3.3 Capability descriptor (embed.text@1.0)

descriptor = CapabilityDescriptor(
    name="embed.text",
    version=(1, 0),
    stability="stable",
    request_schema={
        "type": "object",
        "required": ["params", "input"],
        "properties": {
            "params": {"type": "object", "properties": {
                "model": {"type": "string"},
            }, "required": ["model"]},
            "input": {"type": "object", "required": ["texts"], "properties": {
                "texts":     {"type": "array", "items": {"type": "string"}, "minItems": 1, "maxItems": 256},
                "normalize": {"type": "boolean", "default": True},
            }},
        },
    },
    response_schema={
        "type": "object",
        "required": ["output", "meta"],
        "properties": {
            "output": {"type": "object", "required": ["embeddings", "dim"], "properties": {
                "embeddings": {"type": "array", "items": {"type": "array", "items": {"type": "number"}}},
                "dim":        {"type": "integer"},
            }},
            "meta":   {"type": "object", "required": ["model", "ms"]},
        },
    },
    stream_schema=None,
    params={"model": "<from backend>"},
    max_concurrent=8,
    trust_required="member",
    timeout_seconds=15,
    idempotent=True,
)

3.4 params_compatible predicate

def params_compatible(offered: dict, requested: dict) -> bool:
    # request must specify model; must match offered exactly
    return requested.get("model") == offered.get("model")

4. Behaviour

4.1 Batching (optional optimisation; Phase 1.5)

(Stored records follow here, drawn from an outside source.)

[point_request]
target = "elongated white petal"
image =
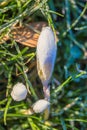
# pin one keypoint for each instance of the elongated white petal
(40, 106)
(19, 92)
(46, 54)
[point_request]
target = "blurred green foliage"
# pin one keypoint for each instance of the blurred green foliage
(69, 99)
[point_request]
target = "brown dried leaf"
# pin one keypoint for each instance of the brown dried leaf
(25, 35)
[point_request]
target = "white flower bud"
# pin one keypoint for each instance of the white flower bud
(19, 92)
(46, 54)
(40, 106)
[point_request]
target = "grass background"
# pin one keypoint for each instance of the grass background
(69, 99)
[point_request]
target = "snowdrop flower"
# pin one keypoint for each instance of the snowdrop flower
(46, 54)
(19, 92)
(40, 106)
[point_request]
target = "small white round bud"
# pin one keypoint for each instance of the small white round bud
(19, 92)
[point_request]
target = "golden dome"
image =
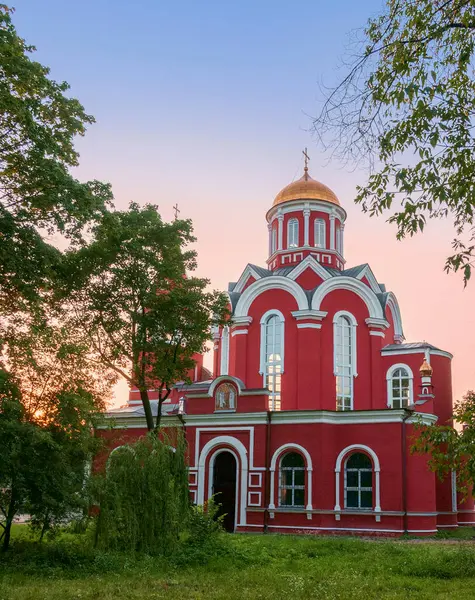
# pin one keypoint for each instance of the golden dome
(307, 188)
(425, 369)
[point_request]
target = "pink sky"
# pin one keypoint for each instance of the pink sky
(204, 104)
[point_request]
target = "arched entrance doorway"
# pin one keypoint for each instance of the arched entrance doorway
(224, 487)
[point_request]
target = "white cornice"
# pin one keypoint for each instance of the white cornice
(287, 417)
(314, 205)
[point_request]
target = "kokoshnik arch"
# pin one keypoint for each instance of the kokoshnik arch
(305, 424)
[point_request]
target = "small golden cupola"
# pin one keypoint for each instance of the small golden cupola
(306, 219)
(425, 369)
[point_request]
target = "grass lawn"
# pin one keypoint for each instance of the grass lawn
(245, 566)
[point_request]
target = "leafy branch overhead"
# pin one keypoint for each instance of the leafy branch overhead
(133, 297)
(406, 111)
(38, 124)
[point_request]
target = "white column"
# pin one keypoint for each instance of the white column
(377, 507)
(306, 216)
(280, 243)
(332, 232)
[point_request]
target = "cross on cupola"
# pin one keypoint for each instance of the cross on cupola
(306, 158)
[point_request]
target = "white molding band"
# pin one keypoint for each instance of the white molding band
(353, 285)
(270, 283)
(277, 454)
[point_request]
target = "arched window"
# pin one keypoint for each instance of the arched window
(225, 397)
(224, 351)
(344, 359)
(293, 233)
(359, 482)
(400, 386)
(338, 240)
(272, 359)
(320, 241)
(274, 240)
(292, 480)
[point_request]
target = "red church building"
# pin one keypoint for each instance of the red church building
(306, 423)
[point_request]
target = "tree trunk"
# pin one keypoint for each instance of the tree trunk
(147, 408)
(8, 525)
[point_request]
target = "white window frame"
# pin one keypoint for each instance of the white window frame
(353, 353)
(293, 233)
(293, 486)
(359, 488)
(224, 367)
(263, 354)
(319, 227)
(389, 381)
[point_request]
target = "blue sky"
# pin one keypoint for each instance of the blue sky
(206, 104)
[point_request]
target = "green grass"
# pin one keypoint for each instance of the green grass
(242, 566)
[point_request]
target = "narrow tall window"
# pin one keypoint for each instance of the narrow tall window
(344, 362)
(274, 240)
(292, 480)
(320, 241)
(359, 482)
(338, 240)
(273, 339)
(293, 233)
(399, 388)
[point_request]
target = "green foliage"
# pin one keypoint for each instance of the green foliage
(132, 297)
(406, 108)
(452, 449)
(142, 498)
(266, 567)
(38, 123)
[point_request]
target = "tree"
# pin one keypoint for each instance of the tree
(143, 496)
(50, 398)
(140, 312)
(406, 109)
(452, 449)
(38, 123)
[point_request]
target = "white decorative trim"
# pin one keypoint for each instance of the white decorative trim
(389, 376)
(396, 352)
(373, 282)
(352, 285)
(292, 206)
(277, 454)
(259, 480)
(376, 469)
(257, 502)
(306, 223)
(239, 447)
(212, 460)
(276, 282)
(309, 325)
(248, 272)
(280, 239)
(393, 305)
(263, 322)
(224, 366)
(239, 332)
(354, 348)
(309, 262)
(332, 232)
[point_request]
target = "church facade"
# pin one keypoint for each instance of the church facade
(306, 424)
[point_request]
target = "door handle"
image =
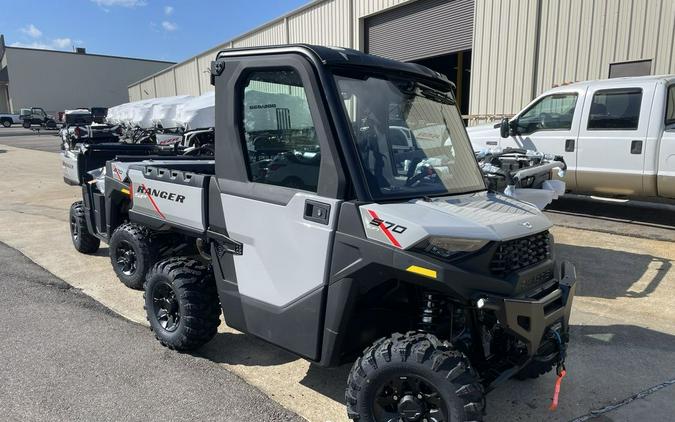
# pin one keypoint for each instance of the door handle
(636, 147)
(569, 145)
(317, 212)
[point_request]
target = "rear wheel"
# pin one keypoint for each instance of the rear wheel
(181, 303)
(82, 239)
(132, 253)
(413, 377)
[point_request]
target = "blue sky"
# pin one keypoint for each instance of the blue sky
(171, 30)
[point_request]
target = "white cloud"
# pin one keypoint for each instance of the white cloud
(34, 44)
(55, 44)
(62, 43)
(32, 31)
(120, 3)
(169, 26)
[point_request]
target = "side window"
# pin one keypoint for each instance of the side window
(615, 109)
(553, 112)
(283, 148)
(670, 108)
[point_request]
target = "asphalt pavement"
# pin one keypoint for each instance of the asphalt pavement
(40, 140)
(64, 356)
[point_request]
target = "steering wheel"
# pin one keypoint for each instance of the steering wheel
(544, 120)
(425, 172)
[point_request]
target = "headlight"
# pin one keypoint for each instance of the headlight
(446, 247)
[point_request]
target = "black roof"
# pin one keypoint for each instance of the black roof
(346, 57)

If multiple requests arrive within a small window (e.g. 20 ms), combine their texts arrays into one backend call. Demultiplex results back. MVP: no batching (per-request), simpler.

4.2 Validation

  • 256 texts β†’ bad_request

  • Any text > 8192 chars β†’ bad_request
  • Unknown model β†’ not_found (model not loaded; consider asking another node)

4.3 Resource sizing

max_concurrent = 8 is a sensible default on CPU. On GPU, increase via subclass that overrides max_concurrent. The number is declared in the manifest so the bus can throttle correctly.


5. Errors

Only the universal codes from CONTRACT Β§9:

  • bad_request β€” texts too long, too many, etc.
  • not_found β€” model not loaded
  • internal_error β€” backend crash

6. Configuration

From X04 Β§3:

config.embedding.model   # "BAAI/bge-small-en-v1.5"
config.embedding.device  # "auto"

7. Tests

Unit

  • test_descriptor_schema_validates_meta_schema
  • test_handler_rejects_oversized_text
  • test_handler_rejects_too_many_texts
  • test_params_compatible_exact_model_match
  • test_embed_normalises_to_unit_length

Integration

  • test_rag_calls_embed_via_bus β€” RAG ingests, embeds via bus.call(), no direct service-to-service import
  • test_remote_embed_fallback β€” local backend not loaded, bus routes to peer

8. Cross-references

What Where
embed.text@1.0 wire spec CONTRACT Β§4.3
Service protocol M03 Β§4
Consumed by RAG M05 Β§5
Consumed by marketplace.search M06 Β§5

9. Open questions

  1. Phase 2 embed.image@1.0 (CLIP) β€” adds an image backend; params includes modality. Reserved.
  2. Batching policy β€” measured trade-off; deferred. Defaults to immediate dispatch in MVP.